Last week, around 1.63 million doses of the Moderna vaccine produced in Spain were on hold in Japan after the country’s health ministry detected foreign substances in some of the vials. Two men died after receiving their second injection of Moderna vaccine from the contaminated batch.
Japan’s health ministry said the Moderna COVID-19 vaccine contamination that resulted in the suspension of more than a million doses in Okinawa was likely caused by needles improperly inserted in vials.
The country’s Health Minister Norihisa Tamura told reporters that it was not uncommon for foreign material to enter a vial along with other vaccines, adding that there were no concerns about safety or others regarding the use of vaccines. The ministry also pledged to gather more information and report on the situation.
On August 26, Japan stopped the use of 1.63 million doses of Moderna from three batches produced at the ROVI manufacturing site in Spain. This happened after foreign matter had been discovered in parts of the vaccine doses. The Japanese company Takeda Pharmaceutical Co., in charge of the distribution of the vaccine, and the Spanish pharmaceutical company ROVI, have opened an investigation into the case.

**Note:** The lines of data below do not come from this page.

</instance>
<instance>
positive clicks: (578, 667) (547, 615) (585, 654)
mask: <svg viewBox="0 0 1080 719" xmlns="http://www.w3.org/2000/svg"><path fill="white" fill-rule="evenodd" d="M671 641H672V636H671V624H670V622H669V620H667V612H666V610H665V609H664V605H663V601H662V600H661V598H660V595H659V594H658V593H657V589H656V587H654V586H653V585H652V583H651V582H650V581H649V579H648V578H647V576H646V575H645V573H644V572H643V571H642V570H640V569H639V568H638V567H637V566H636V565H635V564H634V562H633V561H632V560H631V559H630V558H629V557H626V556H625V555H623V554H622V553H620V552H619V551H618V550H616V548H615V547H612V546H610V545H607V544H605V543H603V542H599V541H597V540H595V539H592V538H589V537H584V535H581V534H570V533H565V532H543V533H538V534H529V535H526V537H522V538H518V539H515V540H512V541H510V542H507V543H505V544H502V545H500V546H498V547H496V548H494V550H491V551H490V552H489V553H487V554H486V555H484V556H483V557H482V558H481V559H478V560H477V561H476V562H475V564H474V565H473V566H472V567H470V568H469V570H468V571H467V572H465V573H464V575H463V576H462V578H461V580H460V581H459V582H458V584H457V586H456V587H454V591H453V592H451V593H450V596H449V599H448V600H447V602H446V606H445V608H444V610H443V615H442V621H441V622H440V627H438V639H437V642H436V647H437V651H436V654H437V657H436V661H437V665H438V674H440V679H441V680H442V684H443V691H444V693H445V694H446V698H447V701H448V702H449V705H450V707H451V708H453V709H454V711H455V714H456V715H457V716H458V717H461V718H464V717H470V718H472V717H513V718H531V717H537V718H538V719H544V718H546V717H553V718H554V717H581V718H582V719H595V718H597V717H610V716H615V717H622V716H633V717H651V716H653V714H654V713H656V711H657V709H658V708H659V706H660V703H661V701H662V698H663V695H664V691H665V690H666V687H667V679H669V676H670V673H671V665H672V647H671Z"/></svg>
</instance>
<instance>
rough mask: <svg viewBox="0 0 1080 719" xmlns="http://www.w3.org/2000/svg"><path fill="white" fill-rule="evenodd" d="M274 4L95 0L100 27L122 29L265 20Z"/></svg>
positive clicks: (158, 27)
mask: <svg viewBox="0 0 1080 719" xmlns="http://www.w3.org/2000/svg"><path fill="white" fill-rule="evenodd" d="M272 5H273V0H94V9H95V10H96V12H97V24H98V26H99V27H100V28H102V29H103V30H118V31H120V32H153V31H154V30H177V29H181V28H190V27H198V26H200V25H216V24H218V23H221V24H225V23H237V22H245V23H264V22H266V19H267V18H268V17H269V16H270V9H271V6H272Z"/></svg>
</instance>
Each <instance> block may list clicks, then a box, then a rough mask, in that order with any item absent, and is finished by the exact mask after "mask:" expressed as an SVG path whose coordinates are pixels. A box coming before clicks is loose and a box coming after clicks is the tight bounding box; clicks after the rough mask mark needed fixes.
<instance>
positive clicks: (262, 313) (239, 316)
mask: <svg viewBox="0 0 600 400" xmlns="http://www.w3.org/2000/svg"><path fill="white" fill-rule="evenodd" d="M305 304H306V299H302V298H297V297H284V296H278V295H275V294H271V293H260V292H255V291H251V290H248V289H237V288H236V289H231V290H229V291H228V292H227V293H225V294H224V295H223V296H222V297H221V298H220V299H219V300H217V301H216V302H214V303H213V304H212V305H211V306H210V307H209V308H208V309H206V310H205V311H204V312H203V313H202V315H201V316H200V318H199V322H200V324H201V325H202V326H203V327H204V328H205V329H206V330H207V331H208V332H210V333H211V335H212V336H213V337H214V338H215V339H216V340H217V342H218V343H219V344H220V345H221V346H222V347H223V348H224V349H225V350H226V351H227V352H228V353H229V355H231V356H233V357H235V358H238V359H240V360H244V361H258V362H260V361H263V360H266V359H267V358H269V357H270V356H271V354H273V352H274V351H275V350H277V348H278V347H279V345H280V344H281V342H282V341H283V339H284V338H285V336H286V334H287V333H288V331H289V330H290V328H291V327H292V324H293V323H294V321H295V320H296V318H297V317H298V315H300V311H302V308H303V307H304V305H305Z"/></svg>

The American vaccine maker Moderna has also reportedly launched a parallel investigation.
On the same day, Takeda Pharmaceutical Co. published the number of batches of contaminated vaccines: 3004667, 3004734 and 3004956. Vaccines from these batches were reportedly distributed to 863 vaccination centers across the country.
Later in the week, Japanese media reported that two middle-aged men in the country died after receiving their second injection of Moderna’s COVID-19 vaccine from a tainted batch. The two deceased were reportedly vaccinated before the ministry suspended the defective batch.
On August 29, Okinawa Prefecture in southern Japan also announced the discovery of foreign material in several vials of Moderna’s vaccine from different lots than those previously suspended.